Die zulässige, insbesondere fristgerecht erhobene Klage ist unbegründet, weil der Kläger weder einen Anspruch auf Aufhebung des Bescheids des Bundesamtes vom 26. März 2020 hinsichtlich dessen Ziffer 1 hat noch auf Feststellung eines Abschiebungsverbotes gemäß § 60 Abs. 5 oder 7 AufenthG (Ziffer 2). Denn der angefochtene Bescheid erweist sich nach Prüfung durch das Gericht als rechtmäßig und verletzt den Kläger nicht in eigenen Rechten, § 113 Abs. 1 und 5 VwGO.
Maßgeblich für die Beurteilung ist die Sach- und Rechtslage im Zeitpunkt der mündlichen Verhandlung, § 77 Abs. 1 AsylG.
Das Gericht nimmt zur Begründung dieses Urteils vorab Bezug auf den ausführlichen und zutreffend begründeten Bescheid des Bundesamtes vom 26. März 2020, § 77 Abs. 2 AsylG, und führt im Hinblick auf den Verlauf und das Ergebnis der mündlichen Verhandlung ergänzend aus:
1. Gegen die Ablehnung der Durchführung eines weiteren Asylverfahrens gemäß Ziffer 1 des streitgegenständlichen Bescheides ist allein – die vorliegend insoweit erhobene – Anfechtungsklage die statthafte Klageart.

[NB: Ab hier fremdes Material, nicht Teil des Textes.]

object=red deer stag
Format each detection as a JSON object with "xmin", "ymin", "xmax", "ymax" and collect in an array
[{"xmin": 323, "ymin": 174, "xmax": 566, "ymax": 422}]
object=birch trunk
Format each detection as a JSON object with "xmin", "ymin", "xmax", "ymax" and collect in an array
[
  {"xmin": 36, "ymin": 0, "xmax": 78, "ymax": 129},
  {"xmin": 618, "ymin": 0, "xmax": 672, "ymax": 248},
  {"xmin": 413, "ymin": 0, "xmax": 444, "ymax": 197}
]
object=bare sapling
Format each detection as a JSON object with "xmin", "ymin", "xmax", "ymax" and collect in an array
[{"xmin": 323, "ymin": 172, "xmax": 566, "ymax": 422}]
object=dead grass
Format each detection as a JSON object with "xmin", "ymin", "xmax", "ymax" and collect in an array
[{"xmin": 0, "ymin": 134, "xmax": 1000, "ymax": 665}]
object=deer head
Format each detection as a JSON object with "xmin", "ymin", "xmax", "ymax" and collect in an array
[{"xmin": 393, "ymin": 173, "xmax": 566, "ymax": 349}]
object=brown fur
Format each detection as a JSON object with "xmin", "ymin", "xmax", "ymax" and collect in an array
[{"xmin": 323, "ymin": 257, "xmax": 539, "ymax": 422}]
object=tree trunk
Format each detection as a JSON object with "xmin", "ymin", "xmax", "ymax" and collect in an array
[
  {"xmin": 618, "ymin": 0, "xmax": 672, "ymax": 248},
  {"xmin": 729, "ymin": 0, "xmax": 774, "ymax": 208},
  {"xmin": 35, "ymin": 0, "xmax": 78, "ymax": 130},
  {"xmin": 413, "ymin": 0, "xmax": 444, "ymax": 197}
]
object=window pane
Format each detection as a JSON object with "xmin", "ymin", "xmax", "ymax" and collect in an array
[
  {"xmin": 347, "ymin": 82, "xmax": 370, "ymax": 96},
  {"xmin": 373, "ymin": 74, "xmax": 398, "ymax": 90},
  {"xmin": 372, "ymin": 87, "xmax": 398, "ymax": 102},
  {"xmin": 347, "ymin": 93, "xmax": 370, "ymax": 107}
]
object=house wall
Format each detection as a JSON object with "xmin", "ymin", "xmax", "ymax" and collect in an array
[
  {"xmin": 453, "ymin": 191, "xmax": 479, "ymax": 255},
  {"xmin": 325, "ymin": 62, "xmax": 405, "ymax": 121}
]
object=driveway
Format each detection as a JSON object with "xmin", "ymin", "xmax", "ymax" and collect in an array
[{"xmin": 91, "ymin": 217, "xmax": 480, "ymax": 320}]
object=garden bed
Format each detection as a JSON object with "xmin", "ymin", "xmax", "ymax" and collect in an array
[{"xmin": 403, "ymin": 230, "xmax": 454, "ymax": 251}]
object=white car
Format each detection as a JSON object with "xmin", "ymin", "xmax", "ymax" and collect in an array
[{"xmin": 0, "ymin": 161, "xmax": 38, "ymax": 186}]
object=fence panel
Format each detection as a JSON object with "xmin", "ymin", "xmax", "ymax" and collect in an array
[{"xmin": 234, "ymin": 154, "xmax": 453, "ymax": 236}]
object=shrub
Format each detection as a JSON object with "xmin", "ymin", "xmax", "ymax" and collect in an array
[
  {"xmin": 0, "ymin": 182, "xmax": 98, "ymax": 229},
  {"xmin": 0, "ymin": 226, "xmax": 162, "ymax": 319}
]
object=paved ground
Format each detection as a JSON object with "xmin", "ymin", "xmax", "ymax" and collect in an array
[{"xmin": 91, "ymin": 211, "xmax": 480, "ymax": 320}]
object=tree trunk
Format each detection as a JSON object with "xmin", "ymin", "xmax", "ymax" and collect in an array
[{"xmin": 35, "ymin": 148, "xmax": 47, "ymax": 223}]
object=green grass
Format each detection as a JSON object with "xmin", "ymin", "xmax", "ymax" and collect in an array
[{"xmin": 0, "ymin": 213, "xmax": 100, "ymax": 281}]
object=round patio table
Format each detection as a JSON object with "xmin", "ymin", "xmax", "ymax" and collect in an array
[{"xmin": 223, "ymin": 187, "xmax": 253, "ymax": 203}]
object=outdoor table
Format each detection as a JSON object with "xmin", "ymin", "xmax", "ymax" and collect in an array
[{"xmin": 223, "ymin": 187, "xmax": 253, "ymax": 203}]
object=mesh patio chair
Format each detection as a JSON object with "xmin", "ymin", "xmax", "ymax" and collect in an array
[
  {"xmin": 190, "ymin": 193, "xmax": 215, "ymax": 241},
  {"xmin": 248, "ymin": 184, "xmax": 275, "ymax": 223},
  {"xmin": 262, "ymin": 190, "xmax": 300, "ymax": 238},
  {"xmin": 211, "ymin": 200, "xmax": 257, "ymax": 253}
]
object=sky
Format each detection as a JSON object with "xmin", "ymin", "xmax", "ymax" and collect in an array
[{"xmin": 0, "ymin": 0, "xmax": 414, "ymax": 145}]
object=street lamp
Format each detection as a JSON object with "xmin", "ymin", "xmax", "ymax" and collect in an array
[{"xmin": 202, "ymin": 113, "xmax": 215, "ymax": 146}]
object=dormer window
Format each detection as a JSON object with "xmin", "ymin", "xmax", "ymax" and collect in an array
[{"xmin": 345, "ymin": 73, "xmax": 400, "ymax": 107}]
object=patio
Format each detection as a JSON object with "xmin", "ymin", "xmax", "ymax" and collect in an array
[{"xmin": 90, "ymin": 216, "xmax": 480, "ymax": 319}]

Gemäß § 29 Abs. 1 Nr. 5 AsylG (geltende Rechtslage seit Inkrafttreten des Integrationsgesetzes zum 6. August 2016 (BGBl. 2016 I 1939)) stellt sich die Ablehnung der Durchführung eines weiteren Asylverfahrens gemäß § 71 AsylG – hier durch Ziffer 1 des streitgegenständlichen Bescheides – als Entscheidung über die Unzulässigkeit eines Asylantrages dar, welche mit der Anfechtungsklage anzugreifen ist (BVerwG, U.v. 14.12.2016, 1 C 4.16, juris, Rn. 15 ff.).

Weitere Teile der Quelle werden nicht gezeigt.